El kumis de la memoria
Salvo para alineaciones de fútbol, poemas aprendidos antes de los 25 años y datos caprichosos e inútiles, no tuve nunca buena memoria. Mejor dicho: he tenido siempre una memoria con fecha de vencimiento, como el kumis.
De un día para otro podía aprender una manotada de fechas, fórmulas de física o términos procesales del derecho civil; pero 48 horas después se borraban para siempre de mi memoria. Así aprobé muchos de los exámenes del colegio y la universidad, y por eso puedo asegurar que este sistema de valoración no sirve para nada.
Es como calcular la temperatura de la Tierra metiendo un termómetro en una taza de café. Para demostrar que no miento, me gustaría citar como testigos a mis profesores de física y procedimiento civil, pero no recuerdo cómo se llamaban.
El caso es que el kumis cada vez se vence con mayor rapidez y mi memoria también. Noto que logro retener ciertos datos -un nombre, una fecha, una cara- apenas durante unas horas. Y que cada vez me parece más difícil aprender una canción o un soneto.
Imagínense el trabajo que me da recordar más de cuatro ministros del gabinete del presidente Uribe. No, mi querido lector, no se ría: si es tan berraco, dígame los nombres de los ministros de Salud, Desarrollo, Cultura (de acuerdo: esa morenita encantadora, pero deme el nombre) y Obras Públicas (sí, sí, el paisa rezandero; pero ¿cómo se llama?). Y lo peor es que, como se me olvidan rápidamente las cosas, acabo repitiéndolas a quien ya las sabe.
Por todo lo anterior mi nuevo icono en la carpeta de odios es el de los memoristas. Tengo varios amigos que gozan de memoria privilegiada y se esmeran en demostrarlo. Diálogo típico con mi cuate argentino Daniel Divinsky, el hombre de la memoria atómica, editor de Quino y Fontanarrosa.
- Quería decirte, Divinsky, que cuando nos conocimos a fines de marzo de 1975…
- Perdoná -interrumpe Divinsky-: fue a principios de abril.

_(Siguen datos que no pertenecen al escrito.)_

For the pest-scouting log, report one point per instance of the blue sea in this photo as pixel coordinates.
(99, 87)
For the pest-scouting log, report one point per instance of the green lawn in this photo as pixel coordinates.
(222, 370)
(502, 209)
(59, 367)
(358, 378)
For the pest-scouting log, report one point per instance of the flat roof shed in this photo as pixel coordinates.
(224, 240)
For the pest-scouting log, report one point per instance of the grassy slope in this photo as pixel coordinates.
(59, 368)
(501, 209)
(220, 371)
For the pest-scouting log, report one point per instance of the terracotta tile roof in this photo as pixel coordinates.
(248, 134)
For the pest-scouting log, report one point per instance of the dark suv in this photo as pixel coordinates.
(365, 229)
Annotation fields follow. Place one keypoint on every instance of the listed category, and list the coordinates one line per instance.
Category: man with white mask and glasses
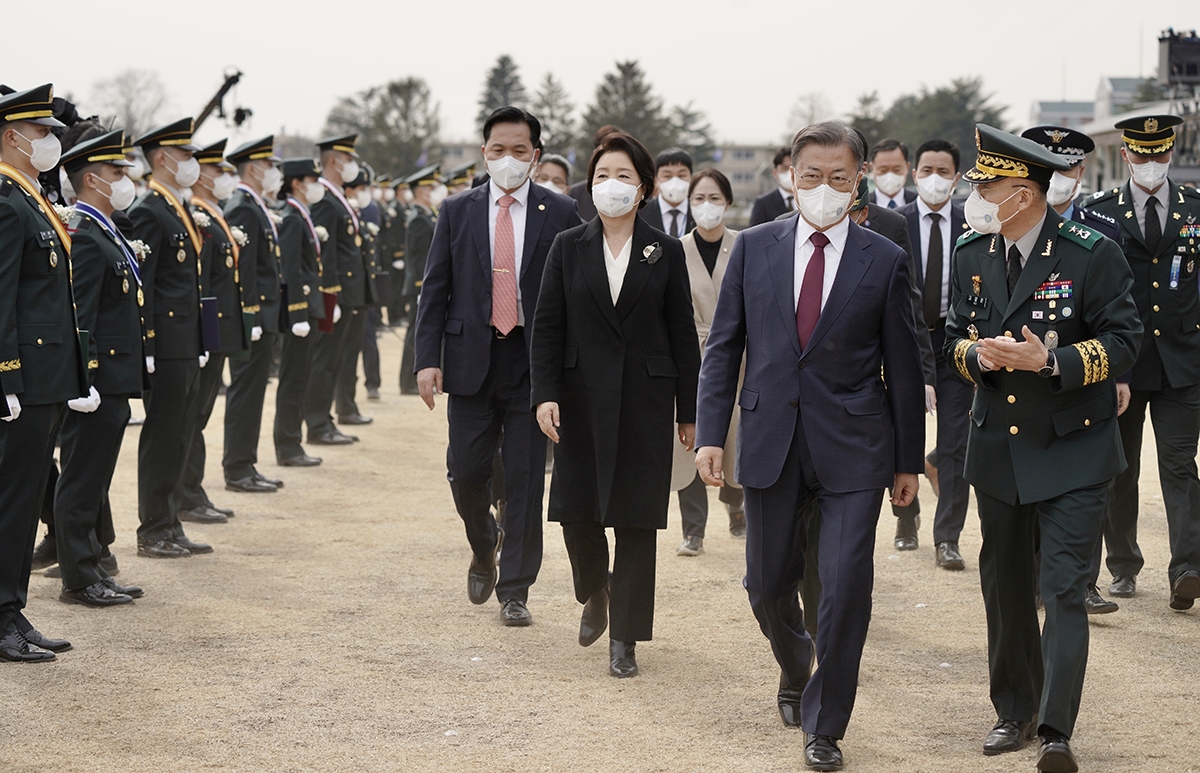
(478, 297)
(1159, 223)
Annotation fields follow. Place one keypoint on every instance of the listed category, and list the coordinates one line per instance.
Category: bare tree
(132, 97)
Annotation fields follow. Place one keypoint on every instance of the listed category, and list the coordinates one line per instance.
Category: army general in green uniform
(1041, 321)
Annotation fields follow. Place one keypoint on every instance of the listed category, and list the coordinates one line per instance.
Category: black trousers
(1175, 414)
(631, 585)
(347, 376)
(171, 407)
(475, 424)
(694, 505)
(778, 527)
(295, 361)
(190, 492)
(91, 443)
(1038, 671)
(244, 407)
(954, 397)
(27, 451)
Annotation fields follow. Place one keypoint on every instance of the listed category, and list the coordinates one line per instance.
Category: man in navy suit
(935, 223)
(819, 306)
(480, 288)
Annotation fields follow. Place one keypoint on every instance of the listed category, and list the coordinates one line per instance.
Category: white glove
(85, 405)
(13, 407)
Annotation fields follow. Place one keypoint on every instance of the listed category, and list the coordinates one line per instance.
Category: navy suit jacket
(454, 315)
(861, 430)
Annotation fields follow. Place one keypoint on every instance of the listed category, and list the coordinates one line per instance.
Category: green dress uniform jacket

Está bien, a principios de abril. Comentaba que cuando nos conocimos, tú me hablaste de un taxista argentino que cantaba mientras…
- No era argentino. Era uruguayo.
- En fin: que ese taxista que te llevó en Montevideo…
- En Buenos Aires. El taxista era uruguayo, pero trabajaba en Buenos Aires.
- Eso. Me contabas que ese taxista uruguayo que trabajaba en Buenos Aires les cantaba tangos a los clientes, cosa que me parece…
- Excusame. No cantaba tangos. Cantaba milongas.
- ¡Pare ya, Divinsky! ¡No le siga buscando las tres patas al gato, carajo!
- Las cinco. El gato tiene cuatro patas. La tercera aparece sin buscarla. La difícil es la quinta.
sí son los diálogos con Divinsky: interminables, porque se acuerda de todo. Y lo peor es que, como se me olvidan rápidamente las cosas, acabo repitiéndolas a quien ya las sabe. A él, por ejemplo.
En 1976, un año después de conocernos, hablamos de familias numerosas y, entre los abundantes ejemplos que surgieron, comenté que mi abuelo había tenido siete hermanos. Hace pocos meses, en uno de nuestros frecuentes encuentros, le mencioné que venía del entierro del último hermano de mi abuelo -en realidad, una hermana-, que eran siete.
- Eso ya me lo dijiste hace 31 años, tocayo.
No es posible envejecer con dignidad si nuestros amigos no envejecen al tiempo con uno. Divinsky es mayor que yo, pero su memoria está cada vez más joven. Y lo peor es que también se acuerda de decenas de números telefónicos, todas las alineaciones del Boca Juniors y los autores de libros de toda índole.
xisten ya tan modernos sistemas de acumulación de datos, que es infame e innecesario pedir que la fecha de vencimiento de la memoria humana tenga mayor duración que un kumis. Pero no un kumis en nevera, sino al aire libre y a la temperatura de La Dorada. Así nos pasa a muchos. Y lo peor es que, como se me olvidan rápidamente las cosas, acabo repitiéndolas a quien ya las sabe.